New research from the US finds that older people who have a positive view on aging are more likely to recover from severe disability than those who hold negative stereotypes about being older. It calls for more studies to investigate whether promoting positive age stereotypes extends independent living later in life.
Reporting in JAMA this week, the researchers, from Yale School of Public Health, say their study is the first to examine the link between positive age stereotypes and recovery from disability in older persons.
Lead author Becca R. Levy is associate professor of epidemiology (chronic diseases) and of psychology, and is also director of the School’s division of social and behavioral sciences. She tells the press in a statement that the findings suggest “how the old view their aging process could have an effect on how they experience it”.
“In previous studies, we have found that older individuals with positive age stereotypes tend to show lower cardiovascular response to stress and they tend to engage in healthier activities, which may help to explain our current findings,” she adds.
She and her colleagues explain in their background information how few studies have looked at why some older people recover from disability and others do not.
“We considered a new culture-based explanatory factor: age stereotypes (defined as beliefs about old people as a category),” they write.
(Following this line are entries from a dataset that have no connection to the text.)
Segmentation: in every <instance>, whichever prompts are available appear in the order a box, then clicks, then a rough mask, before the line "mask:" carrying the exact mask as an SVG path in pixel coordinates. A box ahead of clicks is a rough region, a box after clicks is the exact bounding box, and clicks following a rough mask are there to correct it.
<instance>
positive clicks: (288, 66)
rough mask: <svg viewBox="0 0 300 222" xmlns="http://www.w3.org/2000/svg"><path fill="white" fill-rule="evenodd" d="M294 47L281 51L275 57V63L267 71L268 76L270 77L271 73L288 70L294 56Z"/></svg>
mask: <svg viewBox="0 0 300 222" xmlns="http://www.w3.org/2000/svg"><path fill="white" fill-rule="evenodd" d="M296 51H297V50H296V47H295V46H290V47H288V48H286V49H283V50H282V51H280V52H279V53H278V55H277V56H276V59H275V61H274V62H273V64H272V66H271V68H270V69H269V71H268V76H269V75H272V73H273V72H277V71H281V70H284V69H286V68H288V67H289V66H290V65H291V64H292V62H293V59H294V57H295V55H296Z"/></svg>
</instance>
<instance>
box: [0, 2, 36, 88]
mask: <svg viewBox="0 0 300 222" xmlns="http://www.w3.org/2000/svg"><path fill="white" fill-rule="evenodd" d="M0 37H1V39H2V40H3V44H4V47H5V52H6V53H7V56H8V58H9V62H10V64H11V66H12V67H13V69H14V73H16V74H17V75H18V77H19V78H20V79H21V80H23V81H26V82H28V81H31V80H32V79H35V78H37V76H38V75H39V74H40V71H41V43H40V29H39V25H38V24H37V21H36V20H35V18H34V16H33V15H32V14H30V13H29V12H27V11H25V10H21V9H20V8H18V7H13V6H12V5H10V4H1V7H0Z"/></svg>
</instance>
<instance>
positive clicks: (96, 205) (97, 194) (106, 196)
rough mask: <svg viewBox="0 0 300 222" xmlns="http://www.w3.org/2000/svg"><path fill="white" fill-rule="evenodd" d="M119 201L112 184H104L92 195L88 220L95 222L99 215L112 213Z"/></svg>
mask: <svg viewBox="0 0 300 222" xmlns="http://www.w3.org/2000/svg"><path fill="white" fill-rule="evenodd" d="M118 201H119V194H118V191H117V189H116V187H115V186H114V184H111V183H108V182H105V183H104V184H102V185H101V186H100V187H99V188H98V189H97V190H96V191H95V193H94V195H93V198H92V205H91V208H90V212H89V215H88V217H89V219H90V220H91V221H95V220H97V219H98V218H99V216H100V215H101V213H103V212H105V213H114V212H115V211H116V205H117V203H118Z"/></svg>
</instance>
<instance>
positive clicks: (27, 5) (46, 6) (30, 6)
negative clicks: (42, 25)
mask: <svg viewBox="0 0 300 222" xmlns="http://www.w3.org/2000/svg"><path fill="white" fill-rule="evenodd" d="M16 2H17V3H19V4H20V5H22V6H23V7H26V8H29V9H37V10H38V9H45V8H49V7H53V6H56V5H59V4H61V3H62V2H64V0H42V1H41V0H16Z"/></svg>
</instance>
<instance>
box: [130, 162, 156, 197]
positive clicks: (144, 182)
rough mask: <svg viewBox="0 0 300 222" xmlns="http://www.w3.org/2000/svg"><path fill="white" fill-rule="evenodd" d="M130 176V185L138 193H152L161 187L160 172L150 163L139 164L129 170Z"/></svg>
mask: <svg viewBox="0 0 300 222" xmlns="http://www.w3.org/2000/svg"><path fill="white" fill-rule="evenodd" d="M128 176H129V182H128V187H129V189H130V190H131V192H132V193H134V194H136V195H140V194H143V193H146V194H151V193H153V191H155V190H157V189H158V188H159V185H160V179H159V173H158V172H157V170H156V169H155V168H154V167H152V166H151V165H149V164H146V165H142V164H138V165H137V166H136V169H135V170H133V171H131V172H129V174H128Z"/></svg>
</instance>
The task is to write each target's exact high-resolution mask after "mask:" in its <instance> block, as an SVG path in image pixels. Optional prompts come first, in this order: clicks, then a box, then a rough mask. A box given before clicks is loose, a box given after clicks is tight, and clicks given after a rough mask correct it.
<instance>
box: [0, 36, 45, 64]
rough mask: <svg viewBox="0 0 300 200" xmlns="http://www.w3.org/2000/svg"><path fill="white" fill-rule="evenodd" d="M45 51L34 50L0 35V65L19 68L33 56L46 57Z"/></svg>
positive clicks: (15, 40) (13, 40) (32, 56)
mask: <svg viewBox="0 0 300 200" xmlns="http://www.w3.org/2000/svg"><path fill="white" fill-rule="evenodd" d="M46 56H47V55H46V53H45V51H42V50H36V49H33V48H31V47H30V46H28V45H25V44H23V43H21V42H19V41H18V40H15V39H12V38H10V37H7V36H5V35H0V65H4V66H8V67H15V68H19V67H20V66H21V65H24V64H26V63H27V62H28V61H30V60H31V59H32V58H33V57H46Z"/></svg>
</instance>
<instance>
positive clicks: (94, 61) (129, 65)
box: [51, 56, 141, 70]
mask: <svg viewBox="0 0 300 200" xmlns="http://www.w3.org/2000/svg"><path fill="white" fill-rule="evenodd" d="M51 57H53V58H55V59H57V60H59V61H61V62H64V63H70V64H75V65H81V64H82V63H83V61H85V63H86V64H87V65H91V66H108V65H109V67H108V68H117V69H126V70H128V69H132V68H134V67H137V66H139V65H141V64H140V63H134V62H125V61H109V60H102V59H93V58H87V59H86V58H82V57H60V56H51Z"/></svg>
For their study, they compared participants with different views of aging, categorizing them as having either a positive stereotype or a negative stereotype. Altogether there were 598 individuals, all at least aged 70, and free of disability at the start of the study, which covered about 11 years. They were members of a health plan in greater New Haven, Connecticut.
From March 1998 to December 2008, the participants were interviewed monthly, and they also underwent home-based assessment every 18 months.
The researchers based their measure of recovery on participants being able to carry out four activities of daily living (ADLs): bathing, dressing, moving from a chair, and walking. Doing well in these activities is linked to lower use of healthcare and longevity.
They assessed age stereotypes from responses to the question, “when you think of old persons, what are the first 5 words or phrases that come to mind?”
They scored the responses from 1 for the most negative (eg “decrepit”), to 5 for the most positive (eg “spry”) and then averaged them.
The researchers found participants with a positive age stereotype were 44% more likely to fully recover from severe disability than those with a negative age stereotype.
Those with a positive view on aging also showed a significantly lower rate of decline in ability to perform their daily tasks.
The researchers suggest:
“Positive age stereotypes may promote recovery from disability through several pathways: limiting cardiovascular response to stress, improving physical balance, enhancing self-efficacy, and increasing engagement in healthy behaviors.”
“Further research is needed to determine whether interventions to promote positive age stereotypes could extend independent living in later life,” they urge.